A MORT LE FOOT (Pierre Desproge)
Voici bientôt quatre longues semaines que les gens normaux subissent à longueur d'antenne les dégradantes contorsions manchotes des hordes encaleçonnées sudoripares qui se disputent sur gazon l'honneur minuscule d'être champions de la balle au pied.
Voilà bien la différence entre le singe et le footballeur. Le premier a trop de mains ou pas assez de pieds pour s'abaisser à jouer au football.
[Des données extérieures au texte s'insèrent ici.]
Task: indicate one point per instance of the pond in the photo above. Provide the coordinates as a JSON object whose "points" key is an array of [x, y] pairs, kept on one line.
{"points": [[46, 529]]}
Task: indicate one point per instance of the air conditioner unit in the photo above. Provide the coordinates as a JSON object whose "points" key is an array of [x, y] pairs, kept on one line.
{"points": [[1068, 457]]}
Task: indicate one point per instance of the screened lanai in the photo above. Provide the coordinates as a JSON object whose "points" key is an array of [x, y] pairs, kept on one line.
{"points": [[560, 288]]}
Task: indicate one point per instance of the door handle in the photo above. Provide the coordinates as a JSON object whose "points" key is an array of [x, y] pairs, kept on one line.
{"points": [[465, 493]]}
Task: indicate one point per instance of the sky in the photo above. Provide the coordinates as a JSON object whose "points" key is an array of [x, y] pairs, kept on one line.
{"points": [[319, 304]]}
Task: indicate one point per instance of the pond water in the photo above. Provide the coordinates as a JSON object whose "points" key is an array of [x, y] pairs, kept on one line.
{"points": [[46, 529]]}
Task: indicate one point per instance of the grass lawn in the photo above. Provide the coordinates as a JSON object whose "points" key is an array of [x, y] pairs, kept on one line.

Je vous hais, footballers. Vous ne m'avez fait vibrer qu'une fois : le jour où j'ai appris que vous aviez attrape la chiasse mexicaine en suçant des frites aztèques. J'eusse aimé que les amibes vous coupassent les pattes jusqu'à la fin du tournoi. Mais Dieu n'a pas voulu. Ça ne m'a pas surpris de sa part. Il est des vôtres. Il est comme vous. Il est partout, tout le temps, quoi qu'on fasse et où qu'on se planque on ne peut y échapper.
Quand j'étais petit garçon, je me suis cru longtemps anormal parce que je vous repoussais déjà. Je refusais systématiquement de jouer au foot à l'école ou dans la rue. On me disait : Ah, la fille ! ou bien Tiens, il est malade, tellement l'idée d'anormalité est solidement solidaire de la non-footballité.
Je vous emmerde. Je n'ai jamais été malade. Quand à la féninité que vous subodoriez, elle est toujours en moi. Et me pousse aux temps chauds à rechercher la compagnie des femmes. Y compris celle des vôtres que je ne rechigne pas à culbuter quand vous vibrez aux stades.